U.S. News & World Report has revoked George Washington University’s numerical ranking after the institution admitted last week that it had been inflating class-rank data for incoming students for more than a decade. In a blog post on Wednesday, Robert J. Morse, the magazine’s director of data research, said George Washington had been moved to the “unranked” category of the listings. The university had been ranked 51st on U.S. News’s list of “Best Colleges.” The unranked designation means that U.S. News “did not calculate a numerical ranking” for the university, Mr. Morse wrote.
The new status will remain in effect until next fall, when the 2014 edition of the U.S. News college guide is published, “and until George Washington confirms the accuracy of the school’s next data submission in accordance with U.S. News’s requirements,” Mr. Morse wrote. Although other institutions, including Claremont McKenna College and Emory University, have reported similar errors recently, U.S. News has not changed the ranking of any other institution on its “Best Colleges” list.

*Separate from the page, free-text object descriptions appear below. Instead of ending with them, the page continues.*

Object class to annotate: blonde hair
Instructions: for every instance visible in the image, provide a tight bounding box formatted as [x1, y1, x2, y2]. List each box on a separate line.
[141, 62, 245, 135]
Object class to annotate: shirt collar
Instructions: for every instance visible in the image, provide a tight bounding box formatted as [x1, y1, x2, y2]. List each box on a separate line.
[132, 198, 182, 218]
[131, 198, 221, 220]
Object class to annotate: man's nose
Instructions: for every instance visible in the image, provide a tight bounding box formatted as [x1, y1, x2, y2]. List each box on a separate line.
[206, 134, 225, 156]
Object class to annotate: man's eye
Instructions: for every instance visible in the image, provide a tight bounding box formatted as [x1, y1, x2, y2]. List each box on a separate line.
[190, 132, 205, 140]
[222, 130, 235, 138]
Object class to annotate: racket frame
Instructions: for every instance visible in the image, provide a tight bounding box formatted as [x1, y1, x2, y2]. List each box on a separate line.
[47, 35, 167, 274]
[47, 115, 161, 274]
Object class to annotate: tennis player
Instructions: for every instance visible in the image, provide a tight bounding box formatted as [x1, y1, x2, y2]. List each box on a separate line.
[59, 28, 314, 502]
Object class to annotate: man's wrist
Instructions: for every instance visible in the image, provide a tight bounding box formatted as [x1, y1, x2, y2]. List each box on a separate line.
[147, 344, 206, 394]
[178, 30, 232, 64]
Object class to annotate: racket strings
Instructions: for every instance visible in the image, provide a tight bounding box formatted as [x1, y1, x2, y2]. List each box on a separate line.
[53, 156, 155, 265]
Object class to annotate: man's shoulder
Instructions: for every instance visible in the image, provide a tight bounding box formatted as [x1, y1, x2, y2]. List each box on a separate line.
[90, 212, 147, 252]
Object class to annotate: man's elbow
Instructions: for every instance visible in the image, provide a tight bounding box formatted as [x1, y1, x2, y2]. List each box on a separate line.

In a written statement, Steven Knapp, George Washington’s president, said that it was “committed to maintaining the highest standards of integrity and accuracy,” and that the university had reported its errors “without regard to any possible action that U.S. News might take as a result.” Still, he said, campus officials were “surprised” by the decision. He said the university had put “safeguards in place to prevent such errors from occurring in the future.”